Apesar do formato, a investigadora afasta a ideia de que se possa falar em algum tipo de populismo: “Não podemos olhar para esta encenação do quotidiano com tentações populistas. Estão só a mostrar como são pessoas normais, como o português comum, estão a saltar para o outro lado do ecrã. A casa da Cristina pretende encenar uma casa normal, a encenação é enorme, mas há um efeito espelho.”

No email que enviou ao PÚBLICO, Eduardo Cintra Torres explica que, neste programa, “o pequeno passo em frente – ou atrás, consoante o ponto de vista – é o de cozinharem na ‘casa’ de Cristina Ferreira como fariam em suas casas (e pode ser uma ilusão)”.

E, para já, afasta a palavra “populismo” da reflexão que faz: “Tenho dificuldade em chamar-lhe populismo, mas pode ser um passo nesse sentido se incluído numa estratégia, porque o político que adere a este tipo de exibicionismo público pretender mostrar-se ‘igual’ às ‘pessoas lá em casa’, o ‘povo’. O discurso antielite está implícito, mas, de facto, não chega a ocorrer explicitamente.”

Para José Santana Pereira, “nenhuma das participações de políticos no programa da Cristina Ferreira foi pautada por populismo”, nem no estilo, nem no conteúdo.

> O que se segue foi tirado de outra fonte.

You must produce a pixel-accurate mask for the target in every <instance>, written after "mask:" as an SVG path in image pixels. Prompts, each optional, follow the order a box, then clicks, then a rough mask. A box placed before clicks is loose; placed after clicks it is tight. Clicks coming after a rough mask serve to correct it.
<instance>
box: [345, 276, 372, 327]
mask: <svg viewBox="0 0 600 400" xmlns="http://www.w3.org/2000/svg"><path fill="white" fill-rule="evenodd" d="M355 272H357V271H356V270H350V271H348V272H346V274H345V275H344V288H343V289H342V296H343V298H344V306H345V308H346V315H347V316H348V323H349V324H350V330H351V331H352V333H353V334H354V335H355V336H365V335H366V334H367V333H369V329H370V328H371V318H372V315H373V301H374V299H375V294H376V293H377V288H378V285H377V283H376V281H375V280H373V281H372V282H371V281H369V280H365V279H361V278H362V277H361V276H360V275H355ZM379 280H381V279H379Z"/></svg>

Para haver um estilo populista, explica, teria de haver “uma excessiva simplificação da linguagem, um enquadramento da realidade que cria ou sublinha uma polarização”, ou “a transmissão da imagem de outsider”. Para se falar em conteúdo populista teria de haver, por exemplo, um “enfoque na dicotomia entre um povo homogéneo e bom e uma elite corrupta, distante ou incompetente”. Mais, diz Santana Pereira: “Duvido que este ou qualquer outro formato transforme em populistas líderes políticos que noutras esferas não o são.”

Apesar do mediatismo que têm aquelas visitas, há um ponto que não convence Eduardo Cintra Torres – a captação de votos. “Pelas reacções que li nas redes sociais, custa-me a crer que, por exemplo, Cristas ou Costa tenham obtido um voto a mais que fosse com os seus cozinhados. Só li elogios dos já convencidos e críticas negativas dos já adversários. Ganharam visibilidade. Como dizia um ministro francês a um amigo na década de 1840: ‘Aparecer! É preciso aparecer!’”.

Que relação deve, então, haver entre política e entretenimento? Apesar de ressalvar não ser uma resposta simples, para Santana Pereira, de uma forma geral, “a política não deve ter medo do entretenimento”, o que não significa colocar “em xeque a importância e a gravidade da acção política”. O “segredo” está, diz, “na moderação e no profissionalismo com que estas incursões” são feitas.

Por outras palavras, as de Eduardo Cintra Torres: “Bom senso e bom gosto. De ambas as partes: os entertainers não devem esquecer que estão a colaborar numa campanha política; os políticos devem, a meu ver, defender a dignidade do cargo que ocupam, que não é deles, é nosso.”